In Memoriam: William R. Bennett Jr., Laser Inventor and Collector of Data

William R. Bennett Jr., the C. Baldwin Sawyer Professor Emeritus of Engineering and Applied Science and Physics, who in 1960 co-invented the first gas (helium-neon) laser, died of esophageal cancer on June 29 at his home in Haverford, Pennsylvania. He was 78.

The calculations and ideas for the first gas lasers were based on Bennett’s Ph.D. research on spectroscopy and collisions of the second kind in the noble gases such as helium, neon, argon, krypton and xenon and on his work on optical pumping carried out as a junior faculty member at Yale. Lasers are devices which have had wide-ranging applications in the modern world, from compact disc players to supermarket scanners, surgical tools and spaced-based weaponry.

Bennett went on to invent nearly a dozen additional lasers including lasers using electron impact excitation in each of the noble gases and collision excitation in metal vapor.

His argon laser provided the first and still most effective treatment for the prevention of blindness in diabetes. It is the most widely used laser in the treatment of eye diseases. Bennett benefited many years later from the argon laser when it was used to treat his detached retina.
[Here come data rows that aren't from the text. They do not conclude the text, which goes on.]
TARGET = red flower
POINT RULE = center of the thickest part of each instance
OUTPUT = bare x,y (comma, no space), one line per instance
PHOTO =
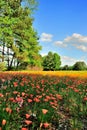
85,99
3,122
29,100
59,96
27,116
36,99
15,84
44,111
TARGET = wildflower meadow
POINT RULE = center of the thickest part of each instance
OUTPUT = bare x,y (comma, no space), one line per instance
40,101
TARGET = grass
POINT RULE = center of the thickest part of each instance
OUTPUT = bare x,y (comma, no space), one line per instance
43,100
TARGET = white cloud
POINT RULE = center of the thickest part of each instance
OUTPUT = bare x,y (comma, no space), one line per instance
60,43
46,37
76,40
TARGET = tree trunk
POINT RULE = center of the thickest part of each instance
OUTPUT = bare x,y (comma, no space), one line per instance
3,51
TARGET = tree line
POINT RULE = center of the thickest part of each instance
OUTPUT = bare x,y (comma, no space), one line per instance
19,41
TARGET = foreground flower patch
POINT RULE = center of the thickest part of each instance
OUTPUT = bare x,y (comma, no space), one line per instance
32,102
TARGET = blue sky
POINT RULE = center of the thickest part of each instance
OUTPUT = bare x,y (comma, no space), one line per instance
62,28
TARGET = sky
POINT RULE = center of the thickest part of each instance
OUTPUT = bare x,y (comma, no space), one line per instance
62,28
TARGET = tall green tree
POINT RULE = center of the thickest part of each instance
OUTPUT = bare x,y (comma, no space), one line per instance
51,61
18,39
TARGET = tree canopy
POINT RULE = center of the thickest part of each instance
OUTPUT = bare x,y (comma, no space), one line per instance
18,39
51,61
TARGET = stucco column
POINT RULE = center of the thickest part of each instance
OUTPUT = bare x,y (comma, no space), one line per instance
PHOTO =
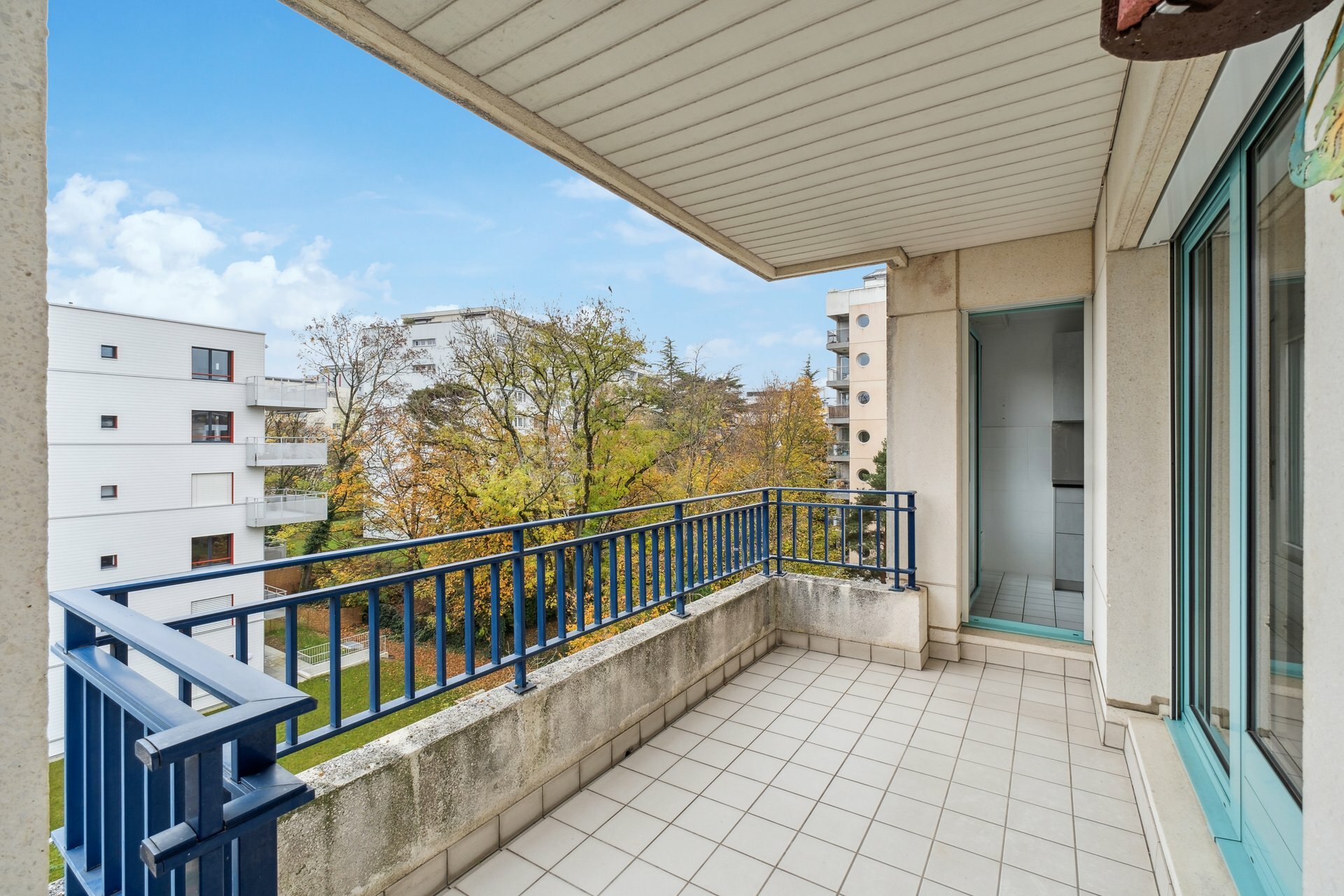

Over his 38 years at Yale, Bennett carried out research in diverse fields ranging from atomic physics to computer science and acoustics, and he taught a variety of courses designed along lines of his own interests.

Many of the approaches Bennett used to collect data for his projects provided much amusement to his students and colleagues. For one project, he rented a truck and filled it with equipment and a mattress and, together with his wife and dog, set out to measure the “Fifth Force” at a site where a large body of water changed height rapidly. The site he chose was the locks on the Snake River in Washington, which gave him special dispensation to camp there with his truck for the summer.

He was also frequently seen at various sites around the Yale campus collecting data for his popular course on “The Computer as a Research Tool.” For this course he was named one of the 10 best professors at Yale for many years in a row. His lectures in that course were multi-media events and included demonstrations of firestorms, removal of warts by laser, calculations of how long it would take monkeys sitting at the typewriter to produce phrases recognized from great works of literature, and comparisons of the sound waveforms of the French horn and the garden hose.

One time the professor was spotted dressed in scuba gear and pushing scales and other gadgets at the bottom of the Yale swimming pool, measuring drag coefficients.

Bennett was well known by members of the Yale Symphony Orchestra as he was an audiophile and regularly recorded their concerts. He used his expertise in physics and sound to make calculations on how to decrease the noise levels in the Yale dining halls and used those successfully to improve the ability to converse and to enjoy chamber music concerts there. He also measured magnetic fields around campus and around New Haven. With the magnetic field data, he showed that it was improbable that those fields could cause cancer.

Bennett received his B.A. in physics from Princeton University and completed his Ph.D. in physics at Columbia University. He taught in Yale’s Department of Physics 1957-1959, was a member of the technical staff in the physical research group at the Bell Laboratories 1959-1962 and returned to Yale as a tenured professor in 1962. He was named to the Charles Baldwin Sawyer Professorship in 1972 and retired in 1998. He was master of Silliman College 1981-1987 and received the DeVane Medal, Yale’s highest award for teaching and scholarship.

His work resulted in many prizes, six books, over 200 research papers and 15 patents. Bennett’s most recent paper was published in May of this year and clarified his discovery of the “tuning dip” based on hole-burning in laser spectroscopy [Bennett, WR, Jr, Physics Today 61(5):9 (2008)], a finding that had been erroneously credited to Willis Lamb. Bennett also recently completed the first several volumes of a five-volume book on “The Science of Musical Sound.” His research on the physics of musical instruments became the basis of a popular course he gave at Yale.
Beyond his academic interests, Bennett designed and built his own home in the Berkshires — including an 11-foot fireplace and a pipe organ. He was an accomplished amateur musician who enjoyed playing chamber music on piano and clarinet.

Bennett is survived by his wife of 55 years, Frances Commins Bennett; daughter Jean  of Bryn Mawr, Pennsylvania; son Bill of Berkeley, California; daughter Nancy of Los Angeles, California; a sister, Carol Anne Valles of Bedford, New York; and five grandchildren. A celebration of his life will be held at Yale University in the fall of 2008. In lieu of flowers, the family suggests that individuals make contributions in Bennett’s name to the charity of their choice.